Sarà proprio in in locus amoenus che Beren vedrà per la prima volta Luthien danzare, rimanendo abbagliato da una tale bellezza:

“Aggirandosi d’estate nei boschi di Neldoreth, si imbatté in Luthien, figlia di Thingol e Melian, ed era sera, nel momento in cui la luna saliva in cielo, e Luthien danzava sull’erba sempre verde nelle radure lungo le rive dell’Esgalduin. Ed ecco il ricordo di tutte le sue sofferenze abbandonò Beren, ed egli cadde in preda ad un incantesimo, poichè Luthien era la più bella di tutti i figli di Iluvatar. Azzurro era il suo abito come il cielo senza nubi, ma grigi i suoi occhi come la sera stellata; il suo mantello era contesto di fiori dorati, ma i capelli erano scuri come le ombre del crepuscolo. Simili alla luce che resta sulle foglie degli alberi, alla voce di acque chiare, alle stelle che stanno sopra le brume del mondo, tali erano il suo splendore e la sua grazia; e il suo volto era luminoso.
Ma Luthien scomparve alla vista di Beren, il quale divenne sordo come chi sia in preda d’incantesimo, e a lungo s’aggirò per i boschi, selvaggio e vigile come una belva, cercandola. In cuor suo la chiamava Tinuviel, che significa Usignolo, come vien detta nella lingua degli Elfi Grigi questa figlia del crepuscolo, perché non sapeva quale altro nome darle. E la scorgeva lontano come foglia ai venti d’autunno e, d’inverno, una stella sopra un colle, ma una catena gli gravava le membra.
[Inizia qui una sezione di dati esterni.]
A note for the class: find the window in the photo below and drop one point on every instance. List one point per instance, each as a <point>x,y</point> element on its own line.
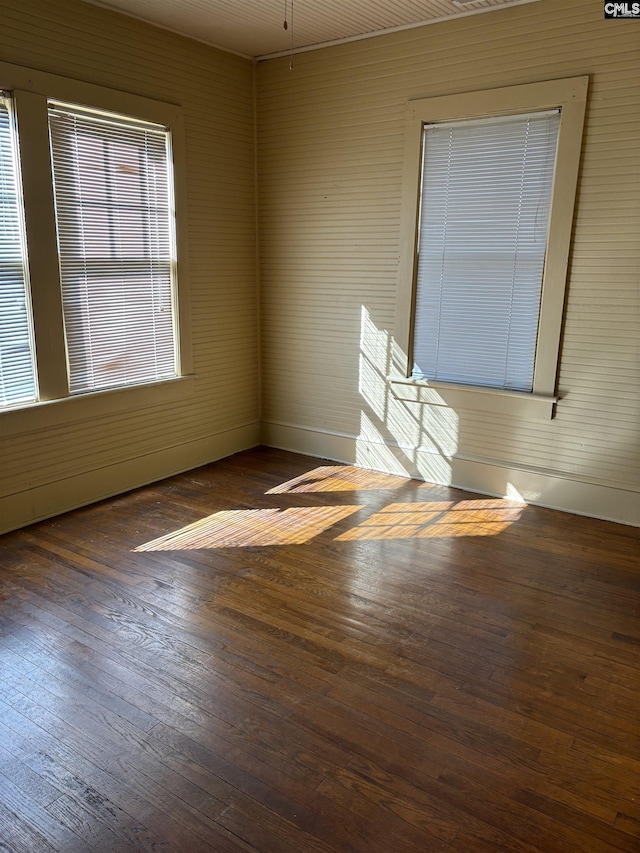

Vi fu un momento, poco prima dell’alba, la vigilia di Primavera, che Luthien danzava sopra un verde colle; e d’un tratto prese a cantare. Acuto tanto da trapassare il cuore era il suo canto, simile a quello dell’allodola che si leva dalle porte della notte e riversa la propria voce tra le stelle morenti, lei che scorge il sole dietro le mura del mondo; e il canto di Luthien sciolse i vincoli dell’inverno, e le acque gelate parlarono e i fiori balzarono su dalla fredda terra là dove si erano posati i suoi piedi.
Allora Beren fu liberato dall’incantesimo del silenzio, ed egli la chiamò, invocando Tinuviel; e i boschi eccheggiarono del nome. Luthien si arrestò meravigliata e più non fuggì, e Beren venne a lei.”